TR 9:00-10:20, 101 Olson
CRN 44024

This course examines the production of Christian writing attributed to, or describing, New Testament figures, outside of the canonical New Testament. The first, and longer, part of the course surveys ancient non-canonical Christian writings produced by a variety of Christian groups, all of which appeal to New Testament figures and literary devices for their authority. The second part of the course examines the continuing use of New Testament figures in modern writing, and considers how the ideas of canonicity and extra-canonical status contribute to modern debates over the authority of ancient figures and texts.

This course addresses the question of how literary and religious authority has been produced in texts, both in antiquity and in the present; it thereby introduces students to critical perspectives on what are often seen as authoritative texts within major cultural and religious traditions. By examining non-canonical writing from ancient and modern sources, students will be trained to consider the relationships between discourses of authority and discourses outside traditional networks of authority in religious contexts.

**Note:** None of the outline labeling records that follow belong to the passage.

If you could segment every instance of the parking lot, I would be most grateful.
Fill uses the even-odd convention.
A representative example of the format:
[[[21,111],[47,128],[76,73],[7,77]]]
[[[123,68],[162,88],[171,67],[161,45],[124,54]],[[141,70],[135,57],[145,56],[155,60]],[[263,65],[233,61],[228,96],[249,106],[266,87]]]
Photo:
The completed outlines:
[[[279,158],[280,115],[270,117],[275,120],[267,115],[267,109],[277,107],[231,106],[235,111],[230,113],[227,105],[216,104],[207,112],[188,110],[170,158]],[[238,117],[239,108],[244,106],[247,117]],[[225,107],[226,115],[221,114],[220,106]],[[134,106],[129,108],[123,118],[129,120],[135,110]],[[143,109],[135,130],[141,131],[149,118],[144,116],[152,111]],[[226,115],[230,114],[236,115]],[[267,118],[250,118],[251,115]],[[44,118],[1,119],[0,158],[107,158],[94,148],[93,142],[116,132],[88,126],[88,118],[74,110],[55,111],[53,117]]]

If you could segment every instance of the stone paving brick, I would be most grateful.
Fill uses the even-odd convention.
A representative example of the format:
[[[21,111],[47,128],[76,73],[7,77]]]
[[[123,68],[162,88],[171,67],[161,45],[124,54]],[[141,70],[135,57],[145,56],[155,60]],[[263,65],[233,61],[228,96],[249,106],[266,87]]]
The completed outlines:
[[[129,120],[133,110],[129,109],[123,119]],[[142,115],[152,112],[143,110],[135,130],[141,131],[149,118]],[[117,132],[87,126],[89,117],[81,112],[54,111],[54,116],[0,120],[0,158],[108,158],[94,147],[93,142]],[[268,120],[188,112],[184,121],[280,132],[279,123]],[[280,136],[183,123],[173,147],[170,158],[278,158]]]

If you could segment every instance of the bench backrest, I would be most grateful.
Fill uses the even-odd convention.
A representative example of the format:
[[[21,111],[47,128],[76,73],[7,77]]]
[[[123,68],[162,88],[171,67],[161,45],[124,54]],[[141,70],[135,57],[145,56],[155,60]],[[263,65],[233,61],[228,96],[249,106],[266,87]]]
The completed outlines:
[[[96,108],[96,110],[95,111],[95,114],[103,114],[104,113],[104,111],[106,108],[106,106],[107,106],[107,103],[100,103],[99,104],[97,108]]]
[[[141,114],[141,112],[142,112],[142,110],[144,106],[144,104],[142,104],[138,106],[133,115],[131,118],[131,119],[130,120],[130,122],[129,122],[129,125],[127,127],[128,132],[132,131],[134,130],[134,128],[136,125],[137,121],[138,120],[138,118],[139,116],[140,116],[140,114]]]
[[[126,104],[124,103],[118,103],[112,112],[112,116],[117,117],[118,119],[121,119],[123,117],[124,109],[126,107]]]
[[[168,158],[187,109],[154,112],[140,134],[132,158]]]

Prerequisite: Religious Studies 40. GE credit: ArtHum, Div, Wrt.

Text:

  • Dan Brown, The Da Vinci Code (Anchor, 2009)
  • Bart D. Ehrman, Lost Scriptures: Books that Did Not Make it into the New Testament (Oxford, 2003)

 


Religious Studies 161: Modern Islam
Prof. Keith Watenpaugh (kwatenpaugh@ucdavis.edu)

TR 3:10-4:30, 293 Kerr
CRN 44025

This course explores the way Muslims have engaged modernity. Examining this engagement through the three concepts of reformism, fundamentalism and secularism, students will employ primary and secondary materials to make sense of the role of Islam in the contemporary world and the way Muslims have responded to the challenges of imperialism, political change, global capitalism, the information revolution, women’s rights, immigration and life in non-Muslim majority societies. Special emphasis will be placed on the thought of the Islamic Modernists including Jamal al-Din al-Afghani, Rashid Rida and Muhammad Abduh; political Islam in the form of the Muslim Brotherhood (Arab Middle East), the Islamic Party (South Asia) and the Party of Liberation (Central Asia); the development of modern and revolutionary Shiism in Iran, Lebanon and Iraq; and an introduction to the emerging role of Islam in Europe and the Western Hemisphere, including the veiling controversy in France and the Nation of Islam and Malcolm X in the US.

Prerequisite: Religious Studies 60 or Consent of Instructor. GE credit: ArtHum or SocSci, Div, Wrt.